San Pablo escribe: “En la Iglesia Dios puso en primer lugar a los apóstoles; en segundo lugar, a los profetas; en el tercero, a los maestros; después, los milagros; después el carisma de curaciones, la beneficencia, el gobierno, la diversidad de lenguas”.

La Iglesia no se entiende si no es en la comunión de lo que entre todos aportamos con las gracias y carismas que cada uno recibe. No sólo personalmente, sino también institucionalmente.

En este texto, San Pablo indica cómo se articula lo humano y lo divino, y nos da criterios para que en nuestra mente y en nuestro corazón haya una eclesiología adecuada, es decir, una forma correcta de comprender la Iglesia y de este modo amarla.

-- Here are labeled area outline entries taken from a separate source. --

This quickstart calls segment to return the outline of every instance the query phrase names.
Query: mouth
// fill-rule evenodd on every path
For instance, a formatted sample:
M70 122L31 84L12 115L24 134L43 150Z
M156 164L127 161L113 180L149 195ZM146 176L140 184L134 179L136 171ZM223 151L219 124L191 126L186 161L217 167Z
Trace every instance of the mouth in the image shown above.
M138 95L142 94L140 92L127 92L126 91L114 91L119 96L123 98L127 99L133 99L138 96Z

Muchos ven en ella una estructura de poder que persigue el dominio de los pueblos o al menos de las conciencias. Quienes así piensen, dirigirán todos sus esfuerzos a acabar con ella. Las persecuciones han acompañado siempre la historia de la Iglesia.

Algunos ven la Iglesia bajo el prisma de una lucha de poderes en sus mismas entrañas; éstos se afanarán en criticar a sus contrarios, y defender a capa y espada a quienes consideran sus representantes de tal o cual bando. Esta visión de la Iglesia puertas para adentro se basa en conspiraciones, criticas, traiciones, calumnias, y por supuesto —qué poco sorprende— trepar. ¡Cuánto han puesto el dedo en la llaga S. Juan Pablo II, Benedicto XVI y Francisco! Basta leer los discursos que a lo largo de los años han dirigido especialmente a la Curia romana. Qué poco ayudan las personas que quieren servirse de la Iglesia y no servirla.

Los males internos que afectan a la Iglesia nos han de provocar un dolor intenso de corazón, porque son victorias del Enemigo. Pero nunca ha de provocar desesperanza o falta de fe en un cristiano: la gracia de Dios puede todo, y siempre hay corazones dóciles y santos dispuestos a limpiar esa porquería.

Es más, siendo humildes y sinceros, tendremos que reconocer que cada uno de nosotros, con sus pecados y mediocridades también contribuye en mayor o menor medida a manchar la Iglesia.

Cuentan que Teresa de Calcuta, preguntada por algunas miserias de la Iglesia, respondió: “Las miserias de la Iglesia son mis propios pecados”.

También san Juan Crisóstomo (+407), cuya memoria celebramos hoy, puso el dedo en las llagas de su tiempo.

Pero los santos, las personas de recta intención, los de corazón dócil al Espíritu Santo, los que buscan servir siempre y en todo, nunca destruyen: advierten y denuncian, como Cristo, para convertir los corazones. Y de este modo intentan evitar que se malogren tantos carismas y ministerios que hay en la Iglesia, dados de lo alto para que todos los hombres lleguen al conocimiento de la verdad.